Griffin gave him one, and then said, “Casey Cartwright, right?”

She smiled and accepted the card. “Yes.”

“I was always good with names. Not actually talking to women, but getting their names right. I had that going for me, but not a lot else. It’s good to talk to someone who knows more than their way around the wiring of a black box. Shoot me an e-mail sometime if you have a question you think I can answer—and not just whether to cut the red wire or the green wire.”

“Thank you very much.”

He smiled and left them, to be rather suddenly jumped by another horde of admirers and deans, and Casey looked at the card in disbelief. “What was that about?”

“Chatting it up with Ted Griffin?
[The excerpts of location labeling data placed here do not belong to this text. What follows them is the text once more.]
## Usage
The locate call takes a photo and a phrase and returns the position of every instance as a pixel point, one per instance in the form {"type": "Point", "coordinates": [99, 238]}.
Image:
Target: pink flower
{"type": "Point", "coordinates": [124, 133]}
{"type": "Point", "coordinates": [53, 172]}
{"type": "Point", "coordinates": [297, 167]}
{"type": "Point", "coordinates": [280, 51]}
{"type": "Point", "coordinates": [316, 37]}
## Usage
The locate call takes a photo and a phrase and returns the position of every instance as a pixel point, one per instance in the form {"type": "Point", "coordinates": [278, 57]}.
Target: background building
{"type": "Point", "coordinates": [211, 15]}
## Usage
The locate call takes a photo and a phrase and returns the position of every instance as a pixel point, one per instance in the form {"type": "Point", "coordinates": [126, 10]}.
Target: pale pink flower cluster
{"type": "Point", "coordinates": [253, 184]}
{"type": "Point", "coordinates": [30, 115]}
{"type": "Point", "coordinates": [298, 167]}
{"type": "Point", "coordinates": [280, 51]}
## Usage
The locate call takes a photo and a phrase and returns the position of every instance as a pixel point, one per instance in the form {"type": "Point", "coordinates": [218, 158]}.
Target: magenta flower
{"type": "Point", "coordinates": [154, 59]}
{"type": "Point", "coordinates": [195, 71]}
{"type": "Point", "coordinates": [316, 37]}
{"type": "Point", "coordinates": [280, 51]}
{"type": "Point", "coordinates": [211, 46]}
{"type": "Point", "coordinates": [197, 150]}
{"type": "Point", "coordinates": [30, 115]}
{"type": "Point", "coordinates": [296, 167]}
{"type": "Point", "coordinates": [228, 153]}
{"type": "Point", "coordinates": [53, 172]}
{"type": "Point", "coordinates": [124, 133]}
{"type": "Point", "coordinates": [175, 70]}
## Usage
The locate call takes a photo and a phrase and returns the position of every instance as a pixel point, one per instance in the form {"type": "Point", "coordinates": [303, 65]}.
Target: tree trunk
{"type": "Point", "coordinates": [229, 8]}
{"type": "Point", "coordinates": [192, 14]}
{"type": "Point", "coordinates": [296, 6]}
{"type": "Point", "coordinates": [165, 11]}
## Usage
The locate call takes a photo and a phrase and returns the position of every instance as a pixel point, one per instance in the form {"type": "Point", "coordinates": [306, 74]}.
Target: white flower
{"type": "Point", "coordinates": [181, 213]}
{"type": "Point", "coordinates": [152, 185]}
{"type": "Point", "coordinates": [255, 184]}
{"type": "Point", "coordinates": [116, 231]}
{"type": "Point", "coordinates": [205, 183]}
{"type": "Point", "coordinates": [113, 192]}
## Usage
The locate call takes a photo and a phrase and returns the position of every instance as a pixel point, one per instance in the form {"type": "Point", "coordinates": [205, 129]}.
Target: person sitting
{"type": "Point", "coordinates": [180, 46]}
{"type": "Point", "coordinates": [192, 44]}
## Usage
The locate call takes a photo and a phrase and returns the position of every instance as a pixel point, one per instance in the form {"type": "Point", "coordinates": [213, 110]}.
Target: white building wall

Pretty basic concept, actually,” Cappie said.

She put the card in her pocketbook. “I don’t know why you did what you just did—if you did something intentionally, just because he was a KT—”

“He was a KT? Seriously?
Awesome.

Casey rolled her eyes, but at least Cappie hadn’t known.

“Anyway,” Cappie said, “as to doing something intentionally, I refuse to answer that question. I prefer to remain a man of mystery.”

“Thank you. I think.”

He bowed. “My lady.” And, as promised, he disappeared again, but this time she wasn’t as thrilled with his departure as before. He wasn’t being embarrassing, he was just being Cappie. The good part of Cappie, the one she liked.